La mancata pubblicazione della relazione di fine mandato

Corte dei conti, Sezione regionale di controllo per l’Emilia-Romagna, 23 luglio 2024, n. 75/2024/VSG

Trasparenza – Funzione di controllo ai sensi dell’art. 4 del d.lgs. n. 149/2011 – Obblighi relativi alla relazione di fine mandato

La Sezione regionale di controllo per l’Emilia-Romagna, con riferimento al tardivo assolvimento degli obblighi previsti dall’art. 4 del d.lgs. n. 149/2011 relativamente alla pubblicazione della relazione di fine mandato, ha pronunciato il seguente principio di diritto: “il tenore letterale della norma non consente di ritenere integrata, a fini sanzionatori, la fattispecie di mancata pubblicazione da parte del Sindaco uscente”.

Ciò in quanto detti obblighi, seppur tardivamente, sono stati comunque assolti entro un lasso di tempo antecedente le nuove elezioni da ritenersi congruo, tale cioè da non avere implicato la compromissione nel diritto della comunità amministrata ad essere informata sull’operato degli organi in scadenza, prima delle operazioni di rinnovo, avvenute nelle giornate dell’8 e 9 giugno 2024.

Provvedimento amministrativo e principio del tempus regit actum

Tar Abruzzo, L’Aquila, sez. I, 24 luglio 2024, n. 361

Provvedimento amministrativo – Legittimità – Principio del tempus regit actum

La corretta applicazione del principio tempus regit actum comporta che la legittimità del provvedimento adottato al termine di un procedimento avviato ad istanza di parte debba essere valutata con riferimento alla disciplina vigente al tempo in cui deve essere adottato il provvedimento finale, e non al tempo della presentazione della domanda da parte del privato, dovendo ogni atto del procedimento amministrativo essere regolato dalla legge del tempo in cui è emanato avuto riguardo alla circostanza che lo jus superveniens può recare una diversa valutazione degli interessi pubblici.

Titolo abilitativo tacito

Tar Lazio, Roma, sez.
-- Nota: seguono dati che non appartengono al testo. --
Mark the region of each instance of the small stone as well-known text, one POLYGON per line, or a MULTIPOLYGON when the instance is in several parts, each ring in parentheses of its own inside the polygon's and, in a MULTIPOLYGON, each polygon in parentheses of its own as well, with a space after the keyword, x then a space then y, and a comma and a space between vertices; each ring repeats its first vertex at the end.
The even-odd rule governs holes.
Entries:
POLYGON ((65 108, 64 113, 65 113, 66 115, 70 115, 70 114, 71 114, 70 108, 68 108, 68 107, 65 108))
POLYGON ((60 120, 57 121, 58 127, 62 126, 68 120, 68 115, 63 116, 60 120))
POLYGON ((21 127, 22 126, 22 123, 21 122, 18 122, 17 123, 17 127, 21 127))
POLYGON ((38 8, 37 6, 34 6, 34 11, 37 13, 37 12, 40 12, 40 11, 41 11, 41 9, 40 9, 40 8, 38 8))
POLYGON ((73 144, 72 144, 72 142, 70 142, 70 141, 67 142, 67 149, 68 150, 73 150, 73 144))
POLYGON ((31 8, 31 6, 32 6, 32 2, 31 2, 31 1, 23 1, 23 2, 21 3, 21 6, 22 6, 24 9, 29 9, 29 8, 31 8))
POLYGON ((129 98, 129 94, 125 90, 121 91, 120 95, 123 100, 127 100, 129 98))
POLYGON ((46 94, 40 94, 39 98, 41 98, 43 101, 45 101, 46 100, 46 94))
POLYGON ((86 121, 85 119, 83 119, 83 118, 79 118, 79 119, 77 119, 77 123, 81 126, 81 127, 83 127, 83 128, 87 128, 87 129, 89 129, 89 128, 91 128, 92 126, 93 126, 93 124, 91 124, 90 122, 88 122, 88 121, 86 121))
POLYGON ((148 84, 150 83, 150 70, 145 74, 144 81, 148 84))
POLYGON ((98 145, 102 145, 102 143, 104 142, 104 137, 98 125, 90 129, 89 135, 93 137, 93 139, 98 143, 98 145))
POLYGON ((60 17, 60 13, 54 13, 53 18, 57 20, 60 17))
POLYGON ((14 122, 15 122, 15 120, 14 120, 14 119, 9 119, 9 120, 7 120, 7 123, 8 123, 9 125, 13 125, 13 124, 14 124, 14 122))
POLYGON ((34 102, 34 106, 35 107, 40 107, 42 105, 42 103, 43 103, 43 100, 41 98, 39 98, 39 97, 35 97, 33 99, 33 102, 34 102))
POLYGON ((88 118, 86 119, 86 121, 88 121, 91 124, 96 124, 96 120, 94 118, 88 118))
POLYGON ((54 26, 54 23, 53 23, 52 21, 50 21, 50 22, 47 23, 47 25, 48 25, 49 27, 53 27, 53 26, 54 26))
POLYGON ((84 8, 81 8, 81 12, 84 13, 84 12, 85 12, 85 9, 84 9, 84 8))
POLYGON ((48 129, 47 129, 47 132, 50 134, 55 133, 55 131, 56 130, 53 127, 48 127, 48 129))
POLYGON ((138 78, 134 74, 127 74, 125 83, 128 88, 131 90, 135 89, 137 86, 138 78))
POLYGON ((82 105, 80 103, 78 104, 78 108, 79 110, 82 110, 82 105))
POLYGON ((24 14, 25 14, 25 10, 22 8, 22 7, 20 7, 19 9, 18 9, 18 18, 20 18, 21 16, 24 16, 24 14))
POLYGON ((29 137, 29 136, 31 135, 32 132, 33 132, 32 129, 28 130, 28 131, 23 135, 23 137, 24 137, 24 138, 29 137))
II stralcio, 26 luglio 2024, n.15293

Abuso edilizio – Trasformazione in assenza di titolo abilitativo del manufatto sottoposto a sanatoria – Istanza in sanatoria – Diniego – Titolo abilitativo tacito – Condizioni

Il titolo abilitativo tacito si può dire formato soltanto se la domanda di sanatoria è conforme al relativo modello legale e, quindi, se è in grado di comprovare che ricorrono tutte le condizioni previste per il suo accoglimento, ivi compresa la non avvenuta trasformazione dell’opera abusiva e la completezza della documentazione richiesta a suo corredo, la mancanza di taluna di esse impedendo in radice che possa avviarsi (e concludersi) il procedimento di condono, in cui il decorso del tempo è mero coelemento costitutivo della fattispecie autorizzativa.
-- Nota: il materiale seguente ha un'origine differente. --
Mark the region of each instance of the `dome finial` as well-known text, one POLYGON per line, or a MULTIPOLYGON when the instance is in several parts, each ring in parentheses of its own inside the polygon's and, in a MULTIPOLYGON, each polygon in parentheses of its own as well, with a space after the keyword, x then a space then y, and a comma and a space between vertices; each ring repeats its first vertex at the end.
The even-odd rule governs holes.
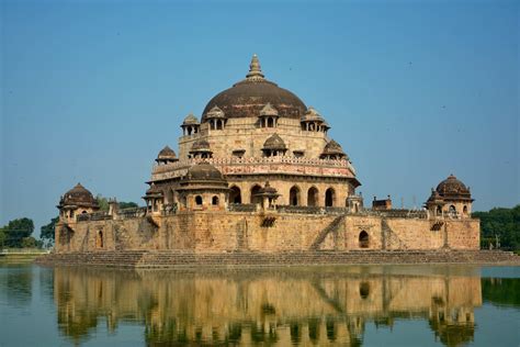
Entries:
POLYGON ((246 75, 246 78, 249 80, 263 79, 260 60, 258 60, 256 54, 252 55, 251 64, 249 64, 249 72, 246 75))

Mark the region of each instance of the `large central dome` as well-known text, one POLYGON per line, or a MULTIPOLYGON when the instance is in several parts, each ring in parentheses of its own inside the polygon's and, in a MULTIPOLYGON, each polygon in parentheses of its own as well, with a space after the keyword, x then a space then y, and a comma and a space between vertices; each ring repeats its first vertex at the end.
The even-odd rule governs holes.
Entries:
POLYGON ((294 93, 267 80, 257 55, 253 55, 246 79, 210 100, 202 113, 202 122, 214 107, 224 111, 226 117, 246 117, 258 116, 268 103, 274 107, 282 117, 299 119, 307 109, 294 93))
Farmacie e competenze di Comuni, Province e Regioni

Tar Marche, Ancona, sez. II, 23 luglio 2024, n. 702

Pianificazione urbanistica – Farmacie – Potere istitutivo e distributivo – Competenza di Comuni, Province e Regioni

Mentre il potere di decisione in ordine all’istituzione e all’assetto distributivo delle farmacie nel proprio territorio spetta ai Comuni, ex art. 11 del decreto legge n. 1 del 2012, alle Regioni e alle Province autonome spetta la gestione del concorso per l’assegnazione delle sedi individuate dai Comuni, oltre al potere sostitutivo nel caso espressamente previsto ex art. 1, comma 9, del decreto legge n. 1 del 2011; per cui, non è ravvisabile un autonomo potere di verifica e di controllo da parte della Regione sull’osservanza dell’asserito obbligo di revisione biennale del numero delle sedi farmaceutiche da parte del Comune.